Some players try for career comebacks and some go for comebacks from injury, and Aexander is doing both at once. The No. 8 pick by the Bucks in 2008 out of West Virginia has not played in the NBA since eight games with the Bulls in 2009-10 and has not been on a regular-season roster since being waived by New Orleans on Nov. 13, 2010. He was in mini-camp with the Hawks in 2011, saw the D-League, saw the world, and sat.
“I don’t think within the NBA people forgot,” Alexander said. “My name is still out there. Maybe people are definitely waiting to see what’s going to happen. I don’t feel like I’ve been forgotten.”
The climb back – or the same climb that didn’t go far the first time – would be difficult here with good health. While he feels the Warriors are an ideal fit because his athleticism goes with their fast-lane style, there are limited roster opportunities at any position and especially at small forward. They already had Harrison Barnes and Draymond Green coming back off encouraging rookie seasons and then signed Andre Igoudala as one of the headline acquisitions by any team during the summer. Golden State is three-deep with players who are playoff tested, mature and smart.
Alexander, on the other hand, is still all about what could be. In some ways, it’s 2008.
In other ways, it’s anything but.
“I’ve grown, just like anyone does in their 20s, but especially with the basketball,” he said. “I’ve been exposed to European ball and different teams, coaches, situations. I’ve really learned the game, whereas out of college, I had no idea what I was doing.
“I feel like things are different this time around. There’s not the hype surrounding my college performances. It’s just totally different. You can come in with a more-developed game and people can still be less excited about you. It’s an interesting situation.”

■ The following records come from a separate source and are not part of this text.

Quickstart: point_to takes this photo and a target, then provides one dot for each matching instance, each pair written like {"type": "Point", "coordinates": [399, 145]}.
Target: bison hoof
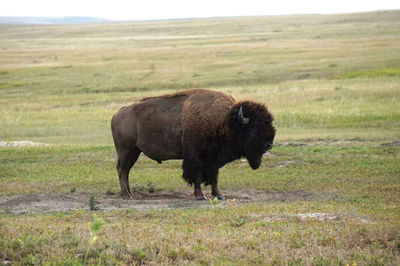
{"type": "Point", "coordinates": [220, 197]}
{"type": "Point", "coordinates": [201, 198]}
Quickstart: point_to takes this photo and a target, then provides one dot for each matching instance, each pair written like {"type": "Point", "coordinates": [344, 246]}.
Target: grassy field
{"type": "Point", "coordinates": [331, 81]}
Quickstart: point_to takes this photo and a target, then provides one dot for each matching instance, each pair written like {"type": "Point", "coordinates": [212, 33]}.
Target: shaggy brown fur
{"type": "Point", "coordinates": [201, 127]}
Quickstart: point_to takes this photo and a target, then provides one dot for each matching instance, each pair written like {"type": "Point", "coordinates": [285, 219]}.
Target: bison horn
{"type": "Point", "coordinates": [243, 120]}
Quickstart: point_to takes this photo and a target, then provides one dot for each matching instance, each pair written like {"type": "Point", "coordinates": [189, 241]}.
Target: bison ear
{"type": "Point", "coordinates": [242, 120]}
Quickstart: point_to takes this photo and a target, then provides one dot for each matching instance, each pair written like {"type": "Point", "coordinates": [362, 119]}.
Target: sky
{"type": "Point", "coordinates": [170, 9]}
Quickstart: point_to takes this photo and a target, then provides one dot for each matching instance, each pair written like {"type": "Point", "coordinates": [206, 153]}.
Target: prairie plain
{"type": "Point", "coordinates": [328, 193]}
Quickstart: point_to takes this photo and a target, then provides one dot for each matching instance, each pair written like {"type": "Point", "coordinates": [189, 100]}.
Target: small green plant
{"type": "Point", "coordinates": [214, 204]}
{"type": "Point", "coordinates": [93, 202]}
{"type": "Point", "coordinates": [238, 222]}
{"type": "Point", "coordinates": [94, 228]}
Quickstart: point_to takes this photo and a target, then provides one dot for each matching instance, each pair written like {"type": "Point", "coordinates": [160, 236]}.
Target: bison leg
{"type": "Point", "coordinates": [212, 174]}
{"type": "Point", "coordinates": [192, 173]}
{"type": "Point", "coordinates": [125, 162]}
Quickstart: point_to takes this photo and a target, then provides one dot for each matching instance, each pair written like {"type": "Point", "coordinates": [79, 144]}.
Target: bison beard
{"type": "Point", "coordinates": [206, 129]}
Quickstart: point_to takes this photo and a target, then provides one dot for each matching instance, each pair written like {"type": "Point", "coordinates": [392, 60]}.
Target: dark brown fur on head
{"type": "Point", "coordinates": [256, 137]}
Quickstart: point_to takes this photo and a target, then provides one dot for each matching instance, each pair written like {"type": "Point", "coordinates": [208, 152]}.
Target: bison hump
{"type": "Point", "coordinates": [203, 114]}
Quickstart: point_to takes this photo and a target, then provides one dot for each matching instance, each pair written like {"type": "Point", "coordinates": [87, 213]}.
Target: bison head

Is it good or bad that hype no longer accompanies his every move?
“It could end up being good,” Alexander said. “In some ways, it kind of helps you relax and maybe play better.”
He said he thinks every day about the missed opportunity with the Bucks, about how he relied on the physical advantages as an elite athlete of his draft class and never had the feel for the game he does now at 26. Now, he is hoping for a new chance with the NBA, starting with the chance to get healthy.